Datasets for Seminars

Viktor Bozhinov

2019-05-20

This vignette demonstrates how the volleystat package can be used to generate two datasets for the analysis of team diveristy and team performance and the demand for volleyball. Both datasets are used in a seminar on empirical sports economics in a bachelor degree programm. First, we generate a dataset which contains all matches with information on both teams, i.e., we split the matches dataset into a home and away dataset and join the corresponding away and home team information.

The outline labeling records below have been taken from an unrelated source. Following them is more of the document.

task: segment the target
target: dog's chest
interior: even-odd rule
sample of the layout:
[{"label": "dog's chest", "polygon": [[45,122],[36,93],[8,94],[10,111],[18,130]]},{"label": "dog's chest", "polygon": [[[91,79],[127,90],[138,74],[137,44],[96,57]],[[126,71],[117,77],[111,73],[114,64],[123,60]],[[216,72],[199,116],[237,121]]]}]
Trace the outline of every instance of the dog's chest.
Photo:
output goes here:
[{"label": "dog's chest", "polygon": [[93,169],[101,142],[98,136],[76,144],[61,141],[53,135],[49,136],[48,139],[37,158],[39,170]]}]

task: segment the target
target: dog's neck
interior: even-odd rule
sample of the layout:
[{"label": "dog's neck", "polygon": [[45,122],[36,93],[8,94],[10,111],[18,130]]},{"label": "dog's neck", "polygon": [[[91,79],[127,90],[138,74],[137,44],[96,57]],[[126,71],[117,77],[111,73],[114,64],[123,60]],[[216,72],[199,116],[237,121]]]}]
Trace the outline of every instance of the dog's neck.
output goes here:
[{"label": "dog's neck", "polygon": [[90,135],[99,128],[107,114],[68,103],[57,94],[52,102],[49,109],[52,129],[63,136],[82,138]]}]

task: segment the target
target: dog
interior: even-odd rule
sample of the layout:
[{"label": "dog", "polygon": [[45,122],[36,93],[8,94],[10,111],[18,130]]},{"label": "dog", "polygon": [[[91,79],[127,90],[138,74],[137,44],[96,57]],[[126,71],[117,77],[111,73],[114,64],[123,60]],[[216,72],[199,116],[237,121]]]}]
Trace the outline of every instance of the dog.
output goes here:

In sum, we have then a dataset with information on each match from the home and away team perspective.

    # Select away team matches

    df_1 <- matches %>% 
            rename(team_id_2  = team_id,
                   team_name_2 = team_name,
                   set_won_team_2   = set_won) %>% 
            filter(match == "away") %>%
            select(-match)

    # Select home team matches and join away team information
    df_home <- matches %>% 
               rename(team_id_1   = team_id,
                      team_name_1 = team_name,
                      set_won_team_1   = set_won) %>% 
               filter(match == "home") %>% 
               select(-match) %>% left_join(df_1) %>% mutate(match = "home")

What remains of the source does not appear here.